Agreed that emotions and intuitions are often enough why we take certain positions.
On the other hand I try to keep in mind there is a tendency for us to default to such explanations. In a dispute, it's very common for us to attribute our own position to reason, and the other guy's to psychology. After all, we know we reached our conclusion through careful reasoning, you've given the reasons to the other person, you've corrected their errors, and yet they persist in being blatantly wrong. Since my position is the reasonable one, the easy explanation is that emotion or some psychological story must be driving the other guy's conclusions.
As I mentioned before, having been in plenty of debates with intelligent people, where both sides come to feel like it's trying to reason with a brick wall, it's led me to try and reflect on those dynamics. I don't believe that pure emotion explains it all, but that there is something in the process of reasoning itself that produces those dynamics.

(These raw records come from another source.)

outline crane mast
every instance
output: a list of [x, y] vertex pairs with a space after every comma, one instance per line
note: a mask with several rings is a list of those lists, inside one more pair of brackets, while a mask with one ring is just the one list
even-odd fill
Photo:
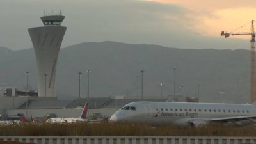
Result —
[[255, 88], [255, 33], [254, 32], [254, 20], [251, 22], [251, 31], [250, 33], [225, 33], [221, 31], [221, 36], [224, 36], [225, 38], [228, 38], [230, 35], [251, 35], [251, 78], [250, 78], [250, 101], [251, 103], [255, 102], [256, 97], [256, 88]]

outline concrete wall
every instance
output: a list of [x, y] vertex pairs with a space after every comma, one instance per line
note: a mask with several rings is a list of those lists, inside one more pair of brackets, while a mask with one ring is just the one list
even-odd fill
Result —
[[0, 97], [0, 109], [16, 109], [24, 104], [27, 99], [26, 97]]
[[[119, 108], [102, 108], [102, 109], [89, 109], [88, 115], [92, 113], [101, 113], [103, 116], [110, 118], [110, 116], [116, 111]], [[28, 118], [44, 117], [47, 113], [55, 113], [57, 117], [60, 118], [76, 118], [79, 117], [83, 109], [28, 109]], [[15, 115], [17, 113], [24, 113], [27, 112], [26, 109], [9, 109], [6, 110], [7, 115]]]

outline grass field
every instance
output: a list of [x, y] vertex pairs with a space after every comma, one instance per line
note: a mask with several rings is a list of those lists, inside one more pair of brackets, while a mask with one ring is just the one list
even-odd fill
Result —
[[183, 127], [149, 124], [24, 123], [0, 125], [0, 136], [256, 136], [256, 126]]

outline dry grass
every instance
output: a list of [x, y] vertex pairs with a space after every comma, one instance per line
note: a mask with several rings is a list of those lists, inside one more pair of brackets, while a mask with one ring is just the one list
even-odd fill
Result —
[[256, 136], [256, 126], [183, 127], [149, 124], [24, 123], [0, 125], [0, 136]]

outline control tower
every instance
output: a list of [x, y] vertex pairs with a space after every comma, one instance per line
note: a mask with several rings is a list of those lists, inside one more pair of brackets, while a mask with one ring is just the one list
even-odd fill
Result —
[[59, 54], [67, 27], [61, 24], [65, 16], [41, 17], [44, 26], [28, 29], [37, 61], [38, 97], [56, 97], [55, 73]]

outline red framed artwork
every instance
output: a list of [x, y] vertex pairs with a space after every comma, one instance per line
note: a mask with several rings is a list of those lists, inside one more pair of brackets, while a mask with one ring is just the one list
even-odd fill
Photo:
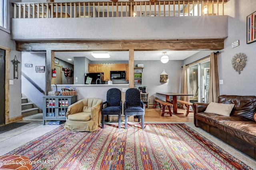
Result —
[[247, 16], [247, 43], [256, 41], [256, 11]]

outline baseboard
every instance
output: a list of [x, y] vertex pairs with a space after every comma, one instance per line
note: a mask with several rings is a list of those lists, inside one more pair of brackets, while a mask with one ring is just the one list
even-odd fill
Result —
[[9, 122], [8, 123], [12, 123], [12, 122], [15, 122], [20, 121], [22, 121], [23, 117], [21, 116], [18, 116], [17, 117], [14, 117], [9, 119]]

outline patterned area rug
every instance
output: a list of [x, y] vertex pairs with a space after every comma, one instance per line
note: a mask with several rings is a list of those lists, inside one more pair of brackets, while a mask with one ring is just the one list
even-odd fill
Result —
[[0, 126], [0, 133], [18, 128], [25, 125], [30, 123], [25, 122], [13, 122], [7, 125]]
[[6, 154], [27, 156], [36, 170], [252, 169], [185, 124], [140, 127], [80, 132], [61, 126]]

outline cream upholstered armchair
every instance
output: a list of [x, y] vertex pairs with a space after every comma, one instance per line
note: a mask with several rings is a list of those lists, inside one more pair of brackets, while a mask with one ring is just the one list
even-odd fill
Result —
[[64, 128], [67, 130], [96, 130], [100, 124], [100, 107], [102, 100], [86, 98], [68, 107]]

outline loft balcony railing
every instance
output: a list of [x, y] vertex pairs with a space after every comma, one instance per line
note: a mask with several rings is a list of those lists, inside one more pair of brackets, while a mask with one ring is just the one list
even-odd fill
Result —
[[227, 0], [15, 3], [14, 18], [224, 15]]

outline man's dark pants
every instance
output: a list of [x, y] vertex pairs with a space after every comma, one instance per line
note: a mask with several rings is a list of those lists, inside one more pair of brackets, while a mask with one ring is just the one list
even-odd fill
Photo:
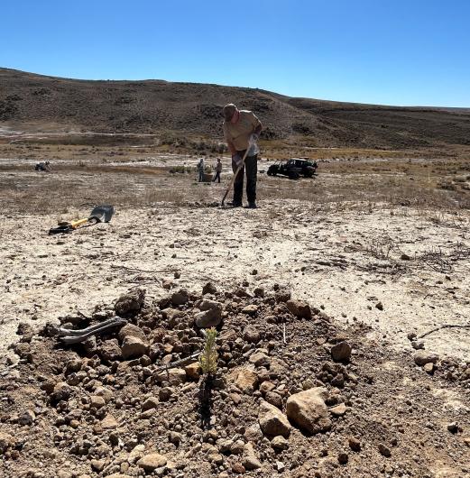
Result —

If you try to carefully think a position through, it's like going down a rabbit hole of your own making. You consider various options and reject them, consider various critiques and reject them, accept that proposition and move down to the next one. And then the next and the next as you reason your way to a conclusion. It's somewhat like going down a rabbit hole, picking your path among the the branching tunnels of choice, and closing the door behind you (rejecting those other positions) as you go down. And all this is greased with the psychological benefit of how it feels good each time you think you've grasped a truth and have understood the world.
It's no wonder it may be hard to reason yourself out of a position, or be reasoned out of it, given the nature of reasoning. I don't think it's JUST emotion in place of reason that can explain the dynamic where someone can seem recalcitrant in the face of "a better argument," but it derives from the nature of how we reason as well.
So if someone seems to me to believe something unreasonable, and it feels like I've "corrected" that person, or that person should know better if only they thought about it, and a smart person WOULD think this through, then I try to resist the temptation of concluding it's just emotion-based...it can also simply be the result of reasoning. They've just reasoned to a different conclusion.